While De La Rosa made big improvements in 2014, he had a long way to go. Jordan detailed some of De La Rosa's faults prior to the 2014 season, when he ranked just outside our top 30 list.

He has trouble staying balanced after delivery, often falling off to the first base side of the mound, or even spinning in a circle after delivering the ball. Not only is that bad for fielding your position, but it's difficult to stay balanced and repeat your delivery/arm slot when your landing is so off kilter. For as hard as he threw (93-95), he was getting squared up relatively often. There were not a lot of uncomfortable at bats against him. He left his fastball up a few times, and it got pounded when he did. He had a slider at 81-82, but it didn't have much plane, and he couldn't throw it for strikes. The slider also lacked spin, and needed overall tightening. It was more of a vertical pitch than a horizontal one. He threw one changeup, by my count, which wasn't really a usable pitch at this point.

The biggest concern lies with De La Rosa's secondary pitches. He features a slider and changeup, and reports differ on which pitch is better. Chipman's 2014 report is the most recent first-hand evidence I have seen, and he grades the slider as a tick better, but both offerings are still below average.

As a big pitcher with high-octane stuff and a long history of mechanical issues, it's no wonder that De La Rosa has struggled with his command throughout his career. He has walked 200 batters in 518 1/3 career innings, a rate of 3.5 per nine innings. His 2014 walk rate was nearly identical to his career numbers, and he finished the season with a pedestrian 1.72 strikeout-to-walk ratio. He likely will never have great command, but improving his control enough to lower his walk rate to under three batters per nine innings could go a long way for him, especially if he continues to show enough life on his fastball to get hitters out within the strike zone.

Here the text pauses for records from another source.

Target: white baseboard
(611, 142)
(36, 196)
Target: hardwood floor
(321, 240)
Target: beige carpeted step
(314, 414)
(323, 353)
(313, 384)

Video via TigsTown and MLB Farm

Projected team: Erie SeaWolves

De La Rosa did nothing in 2014 to warrant keeping him back at Lakeland for another season, but he was not dominant enough to skip Double A. Toledo's rotation is also getting crowded with Kyle Lobstein, Buck Farmer, Kyle Ryan, and Drew VerHagen all in the mix, so pinpointing Erie as De La Rosa's 2015 destination isn't difficult. As arguably the most hitter-friendly league the Tigers are affiliated with, it should be a good test for him. How De La Rosa handles the improved competition should tell us a lot about where his future lies. If he can continue to develop his secondary offerings and refine his mechanics, a rotation spot may be in the offing. If he falters, the move to the bullpen could come swiftly. He has the arm to pitch at the big league level; now, it's more a question of how he gets there.


New addition: Chad Green, right-handed pitcher

The only player left on's top 20 Tigers prospect list not yet in our poll, Green is yet another large power arm from a big-time college program. Louisville's former ace put up a 3.11 ERA and 4.46 strikeout-to-walk ratio in 130 1/3 innings at Single-A West Michigan last season, numbers on par with the rest of that excellent staff. Like just about every pitching prospect in the system, Green's fastball sits in the low-to-mid 90s with the potential for plus velocity in short stints. Unlike some of the others, he doesn't have a great secondary offering to fall back on yet. If he struggles to develop his slider and changeup at higher levels, he may be forced to pick one and move to the bullpen.